Financial advisers don't need to worry about defining socially responsible investing as much as they need to focus on making sure they can describe the concept overall, help clients with investment choices, and why clients might be interested, experts in impact investing said.
"Get used to talking about the idea with clients," said Cameron Barsness, principal with Kutscher Benner Barsness & Stevens, and a featured speaker at the
InvestmentNews Women Adviser Summit in San Francisco on Oct. 23. "The future of your practice is the women and the next generation. If you are not having this conversation with your clients, you risk not having a future with them."
Clients — especially women and the next generation — increasingly ask their advisers about selecting stocks and other investments based on environmental, social and governance issues. In fact, women and millennials are responsible for the doubling of ESG assets to $8.1 trillion worldwide from 2014-17, and that trend is expected to continue.
(More: 3 ways advisers should prepare for ESG conversations with 401(k) clients)
Impact investing seeks to support the causes that matter to investors, but not through making charitable donations. Socially responsible investment strategies aim to generate returns.
"Explain that you're looking for a return on investments in companies that will possibly be better because you've looked at these other [ESG] factors that are going to affect their performance and effect the business culture that they are in," Ms. Barsness told the 150 mostly female advisers at the conference.
Advisers also need to be able to effectively "look under the hood," of socially responsible investments as they would with any investment, said Sonya Dreizler, an impact investing consultant to financial services firms, and moderator of the panel.
For example, if a mutual fund is called "green," the adviser still needs to ensure the holdings and investment philosophy match what the client is looking for, she said.
All the panelists mentioned that educating clients about impact investing means having to bust some myths.
"One persistent myth is that you have to put up with inferior returns, and that is not the case," said Claire Veuthey, director of ESG & impact at OpenInvest.
(Slideshow: 10 top-performing ESG funds)
Additionally, many people expect only the more liberal clients to be interested in investments that include a social purpose. But Kim Wright-Violich, managing partner at Tideline, an impact investing consulting firm, said that's not true.

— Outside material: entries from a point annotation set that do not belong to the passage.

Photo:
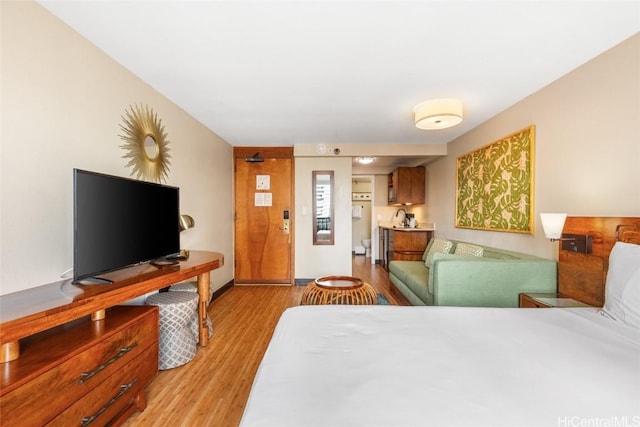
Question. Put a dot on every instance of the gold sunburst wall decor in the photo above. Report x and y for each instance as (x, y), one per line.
(146, 144)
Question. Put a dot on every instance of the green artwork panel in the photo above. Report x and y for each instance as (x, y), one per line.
(494, 185)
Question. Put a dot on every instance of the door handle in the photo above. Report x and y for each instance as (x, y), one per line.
(285, 222)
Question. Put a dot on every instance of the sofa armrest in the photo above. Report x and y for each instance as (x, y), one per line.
(485, 282)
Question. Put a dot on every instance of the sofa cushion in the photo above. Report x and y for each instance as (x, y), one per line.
(414, 275)
(438, 246)
(468, 249)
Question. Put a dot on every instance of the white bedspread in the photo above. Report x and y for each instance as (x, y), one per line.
(447, 366)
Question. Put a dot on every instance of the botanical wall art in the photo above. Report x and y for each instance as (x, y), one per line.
(494, 185)
(146, 144)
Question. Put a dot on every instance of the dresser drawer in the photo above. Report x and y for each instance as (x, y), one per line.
(113, 395)
(96, 351)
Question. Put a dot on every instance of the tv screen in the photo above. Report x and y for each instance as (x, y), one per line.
(119, 222)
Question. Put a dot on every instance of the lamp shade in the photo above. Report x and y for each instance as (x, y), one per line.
(438, 113)
(552, 224)
(186, 221)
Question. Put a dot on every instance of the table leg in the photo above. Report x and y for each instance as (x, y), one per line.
(203, 291)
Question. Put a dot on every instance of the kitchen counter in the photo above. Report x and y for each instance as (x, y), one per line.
(403, 243)
(427, 226)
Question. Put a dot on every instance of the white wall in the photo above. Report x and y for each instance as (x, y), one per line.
(62, 100)
(587, 155)
(311, 260)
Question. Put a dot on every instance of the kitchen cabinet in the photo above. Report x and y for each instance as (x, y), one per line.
(407, 186)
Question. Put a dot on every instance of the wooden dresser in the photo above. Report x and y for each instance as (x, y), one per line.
(84, 372)
(70, 355)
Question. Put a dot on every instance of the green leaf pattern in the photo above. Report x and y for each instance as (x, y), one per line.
(495, 185)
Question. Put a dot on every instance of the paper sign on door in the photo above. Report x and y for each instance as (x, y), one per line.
(263, 199)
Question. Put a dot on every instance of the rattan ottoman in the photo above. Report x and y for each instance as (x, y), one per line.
(338, 290)
(177, 343)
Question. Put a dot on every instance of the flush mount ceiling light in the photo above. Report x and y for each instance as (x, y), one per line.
(438, 114)
(365, 160)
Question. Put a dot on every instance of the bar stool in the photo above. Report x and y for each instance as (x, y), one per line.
(193, 325)
(177, 343)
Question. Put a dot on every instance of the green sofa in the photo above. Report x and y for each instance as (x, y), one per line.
(492, 280)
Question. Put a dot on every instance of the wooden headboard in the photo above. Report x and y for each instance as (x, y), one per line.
(583, 276)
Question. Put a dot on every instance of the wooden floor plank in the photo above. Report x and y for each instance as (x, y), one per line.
(212, 390)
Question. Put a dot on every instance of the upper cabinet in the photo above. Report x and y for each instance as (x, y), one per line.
(407, 186)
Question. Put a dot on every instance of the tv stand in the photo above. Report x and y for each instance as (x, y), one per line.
(28, 312)
(93, 281)
(86, 357)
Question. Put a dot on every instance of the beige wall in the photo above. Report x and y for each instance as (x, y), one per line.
(587, 159)
(62, 100)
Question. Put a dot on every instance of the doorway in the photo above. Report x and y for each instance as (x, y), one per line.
(362, 190)
(263, 215)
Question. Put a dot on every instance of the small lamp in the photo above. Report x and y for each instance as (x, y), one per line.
(186, 222)
(552, 224)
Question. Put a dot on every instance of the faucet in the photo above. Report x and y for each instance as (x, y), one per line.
(404, 215)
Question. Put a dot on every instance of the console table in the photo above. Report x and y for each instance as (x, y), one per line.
(85, 359)
(34, 310)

"Impact investing shouldn't be political," she said. "When we talk about shareholder activism, it's not just for clients from one particular place on the spectrum. There's equal interest in this from those backing the conservative, small-government side."

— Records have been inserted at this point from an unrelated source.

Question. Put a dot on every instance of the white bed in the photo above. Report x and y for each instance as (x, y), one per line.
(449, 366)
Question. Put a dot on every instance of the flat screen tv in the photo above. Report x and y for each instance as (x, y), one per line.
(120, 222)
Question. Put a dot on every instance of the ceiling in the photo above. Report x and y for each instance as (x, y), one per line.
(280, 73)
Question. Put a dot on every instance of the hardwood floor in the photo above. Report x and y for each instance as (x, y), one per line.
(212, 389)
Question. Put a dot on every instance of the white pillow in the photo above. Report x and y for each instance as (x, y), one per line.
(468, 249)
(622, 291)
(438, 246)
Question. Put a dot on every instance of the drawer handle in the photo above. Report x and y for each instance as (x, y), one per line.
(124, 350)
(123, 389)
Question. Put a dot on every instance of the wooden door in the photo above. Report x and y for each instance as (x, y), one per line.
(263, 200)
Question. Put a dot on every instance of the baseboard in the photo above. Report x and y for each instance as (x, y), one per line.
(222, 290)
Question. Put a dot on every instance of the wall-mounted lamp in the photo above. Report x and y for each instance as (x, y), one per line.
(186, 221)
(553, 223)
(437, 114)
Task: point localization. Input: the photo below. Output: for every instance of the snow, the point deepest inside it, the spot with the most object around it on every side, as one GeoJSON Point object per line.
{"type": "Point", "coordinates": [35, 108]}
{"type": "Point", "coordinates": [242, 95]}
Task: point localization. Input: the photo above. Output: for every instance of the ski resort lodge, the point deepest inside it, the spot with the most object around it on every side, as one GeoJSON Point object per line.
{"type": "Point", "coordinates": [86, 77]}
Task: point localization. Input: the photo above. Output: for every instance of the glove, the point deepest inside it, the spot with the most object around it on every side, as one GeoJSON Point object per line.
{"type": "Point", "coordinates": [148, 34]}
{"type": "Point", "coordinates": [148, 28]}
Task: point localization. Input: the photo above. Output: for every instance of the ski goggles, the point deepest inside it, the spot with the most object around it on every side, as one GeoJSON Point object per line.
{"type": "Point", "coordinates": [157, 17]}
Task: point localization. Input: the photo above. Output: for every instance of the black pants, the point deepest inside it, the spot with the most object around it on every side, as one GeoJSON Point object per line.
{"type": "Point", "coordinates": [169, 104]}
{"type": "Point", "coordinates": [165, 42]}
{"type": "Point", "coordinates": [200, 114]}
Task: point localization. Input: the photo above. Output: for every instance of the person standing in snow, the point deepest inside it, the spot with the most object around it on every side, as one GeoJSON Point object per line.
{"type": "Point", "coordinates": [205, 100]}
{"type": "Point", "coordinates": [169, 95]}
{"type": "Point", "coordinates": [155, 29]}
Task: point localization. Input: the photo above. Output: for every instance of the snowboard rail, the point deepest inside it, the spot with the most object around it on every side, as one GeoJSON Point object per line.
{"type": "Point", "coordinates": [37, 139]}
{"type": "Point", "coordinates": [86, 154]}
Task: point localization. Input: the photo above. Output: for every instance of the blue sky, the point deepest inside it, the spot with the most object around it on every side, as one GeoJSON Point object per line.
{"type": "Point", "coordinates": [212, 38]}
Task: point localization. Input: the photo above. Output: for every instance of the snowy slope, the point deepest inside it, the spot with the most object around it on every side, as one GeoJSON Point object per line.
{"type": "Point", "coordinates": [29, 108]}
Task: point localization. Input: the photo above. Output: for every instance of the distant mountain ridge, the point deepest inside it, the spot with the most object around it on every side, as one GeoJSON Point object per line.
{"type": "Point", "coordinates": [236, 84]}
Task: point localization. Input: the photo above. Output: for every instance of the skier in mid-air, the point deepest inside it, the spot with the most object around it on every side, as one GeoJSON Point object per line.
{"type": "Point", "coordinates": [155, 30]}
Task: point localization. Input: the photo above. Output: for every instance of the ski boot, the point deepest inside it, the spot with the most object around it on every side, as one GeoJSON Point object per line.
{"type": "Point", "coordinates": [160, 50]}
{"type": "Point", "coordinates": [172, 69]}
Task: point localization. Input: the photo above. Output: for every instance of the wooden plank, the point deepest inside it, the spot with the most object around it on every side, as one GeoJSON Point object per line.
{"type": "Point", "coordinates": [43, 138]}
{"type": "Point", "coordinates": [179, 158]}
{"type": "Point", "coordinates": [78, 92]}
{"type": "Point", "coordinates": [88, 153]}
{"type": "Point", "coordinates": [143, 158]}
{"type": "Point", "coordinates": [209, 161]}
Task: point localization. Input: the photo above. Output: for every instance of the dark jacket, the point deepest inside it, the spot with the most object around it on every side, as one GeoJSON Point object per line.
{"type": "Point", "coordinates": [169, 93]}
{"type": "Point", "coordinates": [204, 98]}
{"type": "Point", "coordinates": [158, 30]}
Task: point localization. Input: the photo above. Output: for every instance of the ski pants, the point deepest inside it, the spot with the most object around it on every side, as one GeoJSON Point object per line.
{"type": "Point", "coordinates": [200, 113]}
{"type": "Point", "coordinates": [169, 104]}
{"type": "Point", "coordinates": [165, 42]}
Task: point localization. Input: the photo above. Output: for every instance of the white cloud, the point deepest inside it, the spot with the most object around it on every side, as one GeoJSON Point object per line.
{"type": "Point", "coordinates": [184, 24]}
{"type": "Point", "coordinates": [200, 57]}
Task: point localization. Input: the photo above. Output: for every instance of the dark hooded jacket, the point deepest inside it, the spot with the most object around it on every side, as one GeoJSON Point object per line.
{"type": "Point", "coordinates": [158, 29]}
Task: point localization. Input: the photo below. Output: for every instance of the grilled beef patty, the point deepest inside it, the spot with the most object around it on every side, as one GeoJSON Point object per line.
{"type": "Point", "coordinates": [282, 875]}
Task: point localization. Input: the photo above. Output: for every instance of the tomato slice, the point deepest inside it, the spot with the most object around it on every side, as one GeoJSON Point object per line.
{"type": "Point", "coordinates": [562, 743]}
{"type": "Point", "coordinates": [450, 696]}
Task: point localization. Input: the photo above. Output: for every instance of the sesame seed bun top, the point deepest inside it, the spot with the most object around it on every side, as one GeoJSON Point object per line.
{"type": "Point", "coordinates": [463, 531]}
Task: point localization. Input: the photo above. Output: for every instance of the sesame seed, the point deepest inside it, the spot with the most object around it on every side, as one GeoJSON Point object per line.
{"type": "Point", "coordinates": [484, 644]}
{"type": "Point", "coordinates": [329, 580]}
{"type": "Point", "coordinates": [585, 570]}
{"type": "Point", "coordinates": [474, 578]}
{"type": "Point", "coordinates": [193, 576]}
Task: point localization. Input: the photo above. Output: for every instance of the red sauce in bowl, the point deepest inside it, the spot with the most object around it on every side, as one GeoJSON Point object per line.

At Ms. Barsness' firm, advisers send a questionnaire to all clients each year, asking questions about their thoughts on ESG issues. Their answers are a great way to start a conversation, she said.
Her firm wants to make sure its professionals are engaging clients on the topic before clients bring it up to them, or worse, before their clients' children ask their parents about it and are told the adviser hasn't ever mentioned it.
At the daylong meeting, the fourth
InvestmentNews
Women Adviser Summit in 2018, advisers also picked up other tips from experts, such as ways to support client
philanthropic efforts to boost business.
Women advisers also were encouraged to take a more proactive approach to marketing, technology, outsourcing and the positioning of their services.